That last capability is perhaps one of the most complex. In one ideal approach (although certainly not the only one, and even this will be a simplified example), the workflow might be something like this:

  1. Developer writes code.
  2. Developer runs code in a “private” development environment, performing unit tests.
  3. Developer repeats steps 1-2 until they’re satisfied with the code, and then checks it into a repository.
  4. Repository runs certain quality checks - which might simply enforce things like coding conventions - before allowing check-in.
  5. If check-in succeeds, repository kicks off an automated build of the code. This is deployed to a newly-created test environment.
  6. Automated testing tools run a number of acceptance tests on the code. This might involve providing specific inputs to the application and then looking for specific outputs, “hacking” data into a database to test application response, or so on. Creating these tests is really a coding effort in and of itself, and it might be completed by the developer working on the code, or by a dedicated test coder.
  7. Test results are stored - often in a part of the source code repository.
  8. If tests were successful, then the build is staged for deployment. Deployment might happen during a scheduled window following that build.

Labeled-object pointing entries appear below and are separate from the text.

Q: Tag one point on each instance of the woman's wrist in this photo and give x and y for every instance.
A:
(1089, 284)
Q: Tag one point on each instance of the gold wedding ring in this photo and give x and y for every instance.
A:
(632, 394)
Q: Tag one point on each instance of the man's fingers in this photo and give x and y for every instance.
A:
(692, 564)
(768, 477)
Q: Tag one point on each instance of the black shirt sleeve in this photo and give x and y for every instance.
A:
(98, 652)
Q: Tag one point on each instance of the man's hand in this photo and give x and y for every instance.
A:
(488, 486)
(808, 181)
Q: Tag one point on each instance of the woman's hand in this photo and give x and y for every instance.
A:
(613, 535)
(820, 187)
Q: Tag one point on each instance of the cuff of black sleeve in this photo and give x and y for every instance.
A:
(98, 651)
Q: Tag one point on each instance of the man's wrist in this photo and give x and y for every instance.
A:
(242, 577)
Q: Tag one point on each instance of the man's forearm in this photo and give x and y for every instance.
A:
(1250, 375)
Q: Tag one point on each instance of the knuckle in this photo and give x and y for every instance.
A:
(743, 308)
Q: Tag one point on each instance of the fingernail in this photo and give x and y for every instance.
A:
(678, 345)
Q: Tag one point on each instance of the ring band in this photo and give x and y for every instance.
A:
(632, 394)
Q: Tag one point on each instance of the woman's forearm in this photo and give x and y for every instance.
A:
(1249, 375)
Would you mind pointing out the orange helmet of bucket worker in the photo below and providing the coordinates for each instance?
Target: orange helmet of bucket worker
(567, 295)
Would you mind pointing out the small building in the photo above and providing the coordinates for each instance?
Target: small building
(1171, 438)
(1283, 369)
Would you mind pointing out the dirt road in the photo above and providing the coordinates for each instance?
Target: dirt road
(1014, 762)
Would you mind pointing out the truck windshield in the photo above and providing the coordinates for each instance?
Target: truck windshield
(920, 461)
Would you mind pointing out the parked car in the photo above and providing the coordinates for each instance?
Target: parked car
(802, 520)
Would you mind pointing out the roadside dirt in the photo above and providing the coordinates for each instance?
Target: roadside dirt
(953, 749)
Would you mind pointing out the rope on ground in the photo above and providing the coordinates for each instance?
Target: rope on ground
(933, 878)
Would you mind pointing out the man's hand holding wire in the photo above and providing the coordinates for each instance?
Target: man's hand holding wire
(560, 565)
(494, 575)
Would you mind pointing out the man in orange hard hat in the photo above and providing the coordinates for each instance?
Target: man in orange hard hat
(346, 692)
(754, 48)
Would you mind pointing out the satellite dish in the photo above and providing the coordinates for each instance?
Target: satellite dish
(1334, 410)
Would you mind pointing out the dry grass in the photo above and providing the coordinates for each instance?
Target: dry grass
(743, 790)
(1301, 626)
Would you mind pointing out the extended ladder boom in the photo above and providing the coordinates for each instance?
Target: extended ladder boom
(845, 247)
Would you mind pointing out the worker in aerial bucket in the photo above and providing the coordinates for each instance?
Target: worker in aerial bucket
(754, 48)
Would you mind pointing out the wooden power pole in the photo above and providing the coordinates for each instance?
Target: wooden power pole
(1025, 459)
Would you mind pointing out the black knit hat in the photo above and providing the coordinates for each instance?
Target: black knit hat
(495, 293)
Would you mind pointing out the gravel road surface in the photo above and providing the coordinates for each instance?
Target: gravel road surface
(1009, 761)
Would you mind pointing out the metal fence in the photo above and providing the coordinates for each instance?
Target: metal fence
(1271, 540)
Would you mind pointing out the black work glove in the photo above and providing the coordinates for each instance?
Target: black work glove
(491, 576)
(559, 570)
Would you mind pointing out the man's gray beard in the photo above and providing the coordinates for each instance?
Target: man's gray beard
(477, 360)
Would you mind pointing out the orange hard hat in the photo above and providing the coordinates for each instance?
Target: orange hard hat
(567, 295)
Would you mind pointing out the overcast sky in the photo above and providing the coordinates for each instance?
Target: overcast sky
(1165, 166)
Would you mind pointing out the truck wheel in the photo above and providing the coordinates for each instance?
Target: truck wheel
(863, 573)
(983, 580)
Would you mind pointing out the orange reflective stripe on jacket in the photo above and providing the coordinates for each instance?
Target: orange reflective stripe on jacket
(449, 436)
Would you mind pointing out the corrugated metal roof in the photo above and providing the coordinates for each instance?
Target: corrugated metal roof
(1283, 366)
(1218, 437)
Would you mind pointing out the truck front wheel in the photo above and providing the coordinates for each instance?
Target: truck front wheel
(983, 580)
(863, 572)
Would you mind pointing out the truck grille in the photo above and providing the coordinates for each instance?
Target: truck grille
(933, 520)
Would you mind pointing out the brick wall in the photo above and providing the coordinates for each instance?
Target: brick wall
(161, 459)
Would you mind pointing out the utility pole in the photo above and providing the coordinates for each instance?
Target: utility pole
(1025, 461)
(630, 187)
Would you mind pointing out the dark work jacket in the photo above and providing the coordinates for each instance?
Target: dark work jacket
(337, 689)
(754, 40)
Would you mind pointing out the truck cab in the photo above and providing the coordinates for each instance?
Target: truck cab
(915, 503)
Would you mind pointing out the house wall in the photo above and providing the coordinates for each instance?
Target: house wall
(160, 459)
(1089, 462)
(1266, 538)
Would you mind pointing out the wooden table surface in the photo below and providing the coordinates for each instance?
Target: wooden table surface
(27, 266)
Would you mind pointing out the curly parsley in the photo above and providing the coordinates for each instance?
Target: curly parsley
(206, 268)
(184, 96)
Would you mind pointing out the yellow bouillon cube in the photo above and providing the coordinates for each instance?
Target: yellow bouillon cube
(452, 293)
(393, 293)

You can see that the human labor here is almost all on developers, which is one reason people refer to DevOps as a “software development methodology.” But the Ops piece provides all the infrastructure and automation from step 4 on, enabling a successful build to move directly to production.

Obviously, different organizations will have different takes on this. Some might mandate user acceptance testing as an additional manual step, although Ops could help automate that. For example, after step 7 above, you might automate the creation of a user acceptance testing environment, deploy the code to that environment, and then notify someone that it’s ready for testing. Their acceptance might trigger the stage-for-production step, or their rejection might feed back to the developer to begin again at step 1.

The point is that Operations needs to provide the automation so that this sequence runs with as little unnecessary manual intervention as possible. Certainly, Ops should never be acting as a gatekeeper. We’re not code testers. If the code passed whatever quality checkpoints have been defined, then the code’s ready to deploy, and we should handle as much of that automatically as possible. Even the deployment - once approved, and on whatever schedule we’ve defined - should happen automatically.

You can see that DevOps, as an abstract philosophy, actually requires a lot of concrete tooling. And you can perhaps see that, because organizations will all have different particulars about how they want to manage the process, it would be difficult for commercial vendors to produce that tooling. There’s not really a “one size fits all” approach for DevOps, which means Operations will end up creating a lot of it’s own tooling. That’s where platform technologies come into play. They can provide a set of building blocks that make it easier to create those custom DevOps tools you’ll need.

End-User Experience Monitoring

This is perhaps the most important part of a DevOps organization, and it’s the easiest to overlook.

As an IT Ops person, you’re probably already pretty familiar with monitoring, and make no mistake: it’s just as important under DevOps as it was before DevOps. Monitoring not only to notify someone when something goes wrong, but also monitoring to help profile applications (and their supporting services and infrastructure), so you can proactively address problems before they become severe.

But IT Ops’ definition of “monitoring” often isn’t as inclusive as it should be. We tend to only monitoring the things that are directly under our control. We monitor network usage, processor load, and disk space. We monitor network latency, service response times, and server health. We monitor these things because we can affect these things.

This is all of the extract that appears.